10-15 dakikalık kıldığı namazın kendisi için, şahsı ile ilgili olduğunu düşünerek, her gün, herkesten 30 dakika fazla çalışırdı. Bütün çalışanlar saat beş olunca belediyeden ayrılır, kendisi görevine devam ederdi.
xxx
Öldüğünde, Veraset ve İntikal Vergisi Beyannamesini doldurup Gaziantep Vergi Dairesine ben götürmüştüm.

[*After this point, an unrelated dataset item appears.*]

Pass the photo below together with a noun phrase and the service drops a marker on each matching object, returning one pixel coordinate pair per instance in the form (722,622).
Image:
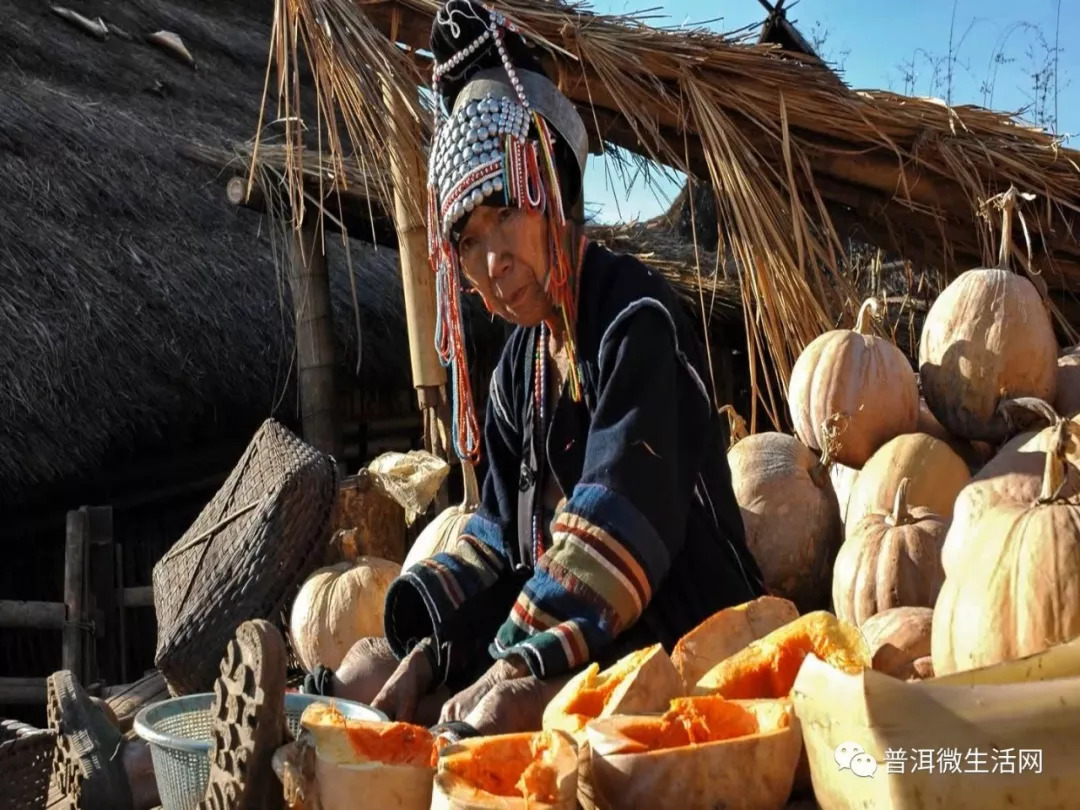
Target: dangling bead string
(539,410)
(530,181)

Müdür Maraşlı Fevzi Bayazıt idi.
Rahmetli Fevzi Bey. Uzak için taktığı gözlüğünü çıkarmış, beyannameye bakmış ve gözleri yaşararak bana:
“Bu kadar yıl belediyede çalışmış; mal varlığı bu mu?” diye yöneltmişti soruyu. Çünkü beyannamede mal varlığı olarak, babadan kalma bir Antep evi ile Çatalkoz’da bir bağ yazılıydı.
xxx
Belediyeciler, neredesiniz?
Rahmetli Ali Budak Beyin adının unutulmaya mahkûm edilmesi Belediyelerimize hiç de yakışmıyor!
Cadde ve bulvarlara, kişilerin neden dolayı, isimlerinin verildiği bilinmezken, böyle dürüst ve belediyede namusuyla görev yapmış birinin unutulması Gaziantep’e de yakışmıyor.
Günümüz Belediye Başkanları ve seçimle gelmiş belediye görevlileri, lütfen Ali Budak hakkında bir araştırma yapınız. Varacağınız sonuca göre O’nun da adını bir caddeye vermek gerekliliğini muhakkak göreceksiniz.